In a somewhat contrasting turn of events, Shahbazian and Nazari, both convicted on similar charges, managed to secure early release.

Shahbazian's initial two year sentence was further diminished by an appeal-court judge citing insufficient evidence under Article 498 of the Islamic Penal Code, related to organising groups perceived as threats to national security.

By September 2023, Shahbazian had received a full pardon and was released. Nazari, granted freedom earlier in 2023, reportedly obtained her release due to her son's declining health as he battled leukemia.

Amid this legal saga, activists are keenly advocating for the immediate and unconditional exoneration of Khajavi. They highlight the injustice of her imprisonment solely based on her Christian faith and passionately implore Iran to cease its harassment of the Christian community.

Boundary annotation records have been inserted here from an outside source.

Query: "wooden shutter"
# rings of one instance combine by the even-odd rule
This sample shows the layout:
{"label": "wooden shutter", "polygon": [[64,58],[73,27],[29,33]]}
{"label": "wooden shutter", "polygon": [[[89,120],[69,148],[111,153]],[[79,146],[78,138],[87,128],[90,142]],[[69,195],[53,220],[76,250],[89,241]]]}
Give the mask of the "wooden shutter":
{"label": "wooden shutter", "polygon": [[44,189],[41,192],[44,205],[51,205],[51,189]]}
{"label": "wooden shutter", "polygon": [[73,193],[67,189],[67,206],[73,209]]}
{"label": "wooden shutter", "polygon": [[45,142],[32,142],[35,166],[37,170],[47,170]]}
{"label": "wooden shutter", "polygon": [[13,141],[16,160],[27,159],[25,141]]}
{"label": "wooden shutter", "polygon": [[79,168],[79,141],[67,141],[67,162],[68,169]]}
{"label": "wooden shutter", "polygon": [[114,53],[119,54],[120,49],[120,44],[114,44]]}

The activists have drawn attention to a previous legal benchmark - the November 2021 Supreme Court ruling explicitly stating that "the promotion of Christianity and the formation of a house-church is not criminalised in law" and should not be considered a threat to national security.

As this troubling narrative unfolds, Mina Khajavi's plight serves as a stark reminder of the challenges encountered by certain religious minorities in specific regions, prompting global concerns about religious freedom and human rights.